Linda scrambled into the crawl way to the wing. She got to the first submariner, pulled his earmuff aside, and yelled in his ear. Then she moved on to the next until she had ten moving over. Then she went back to the pilot's nacelle. The copilot was back, looking grim. He wrote: “Have to crash-land. Pass it on.” Then he wrote it again and gave her the two notes, pointing at the wing crawlways. He went back to the pipes he was working on, under the floor panel he had open.

Linda went to deliver the messages, then got herself back to her seat—to be handed a piece of rope.

“Tie yourself to the seat,” Clara's mother yelled in her ear.

Linda did her best with the rope. They were much lower…and moving far slower now. The ground was still going past rather fast. Linda looked out the forward window and braced herself. In the distance, she could still see the airship. They were barely fifty feet above
the gibber plain now, with the pilot fiercely intent, huddled over his controls, fighting for every last bit of air to slow them down and to put the flying wing down safely. They cut the surviving engine…and the next instant they were bouncing, and slewed wildly across the ground. Linda was wacked back into her seat and then slammed forward with her face onto her knees as the aircraft came to a stop.

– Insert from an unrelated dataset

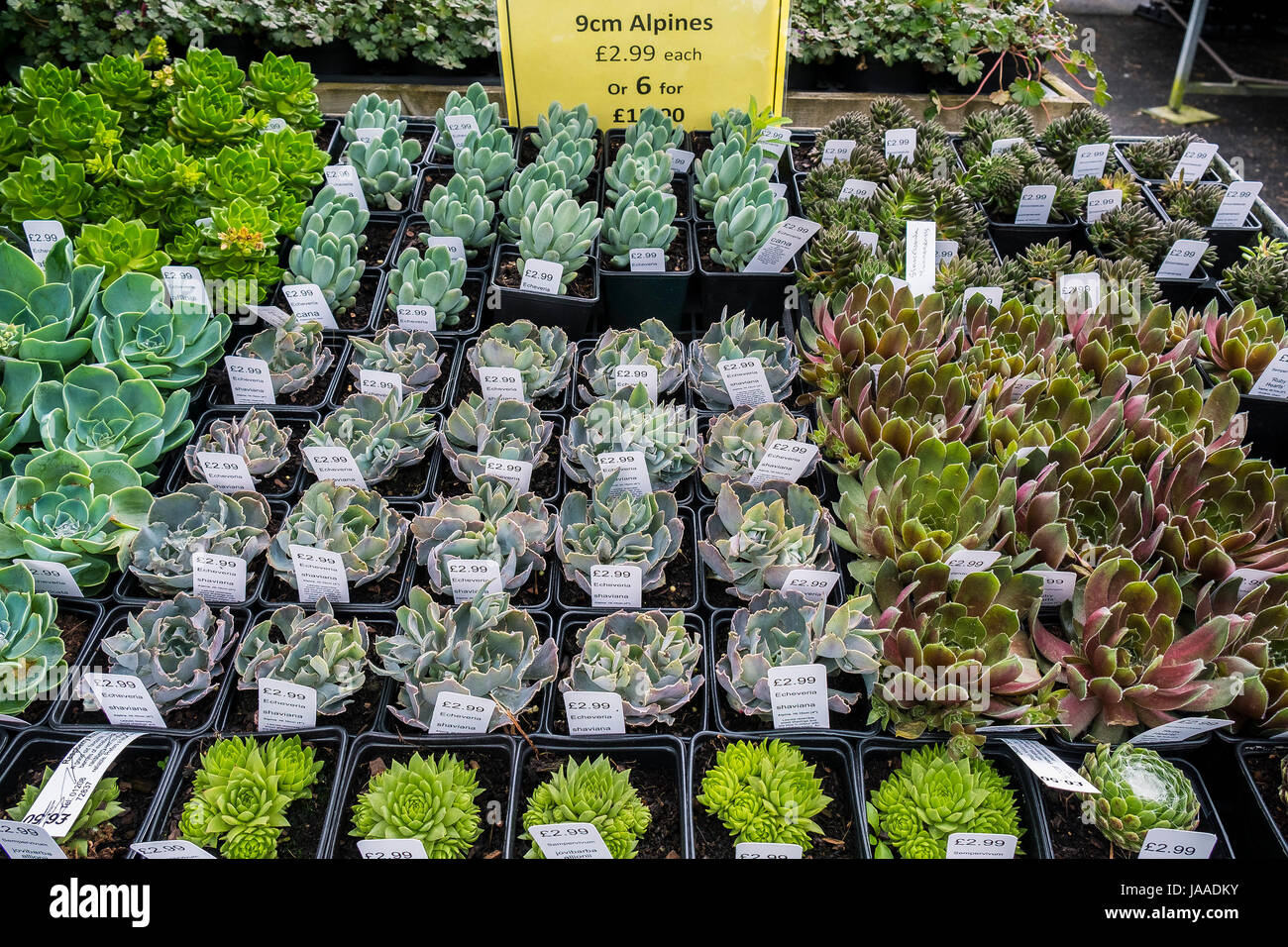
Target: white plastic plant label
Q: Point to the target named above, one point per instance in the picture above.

The black-skinned railway-man and the woman were surely very surprised to see Lampy. Neither reached for guns. They waved instead. A little warily, it seemed to Lampy.

“Day-ee. We got a hurt man back there. You want to bring this machine closer. I don't think he can ride no more.”

“How far?” said the blackfeller, nodding.

“Maybe six hundred yards. Maybe a little more. He's hurt bad. You follow me, an' I show you.”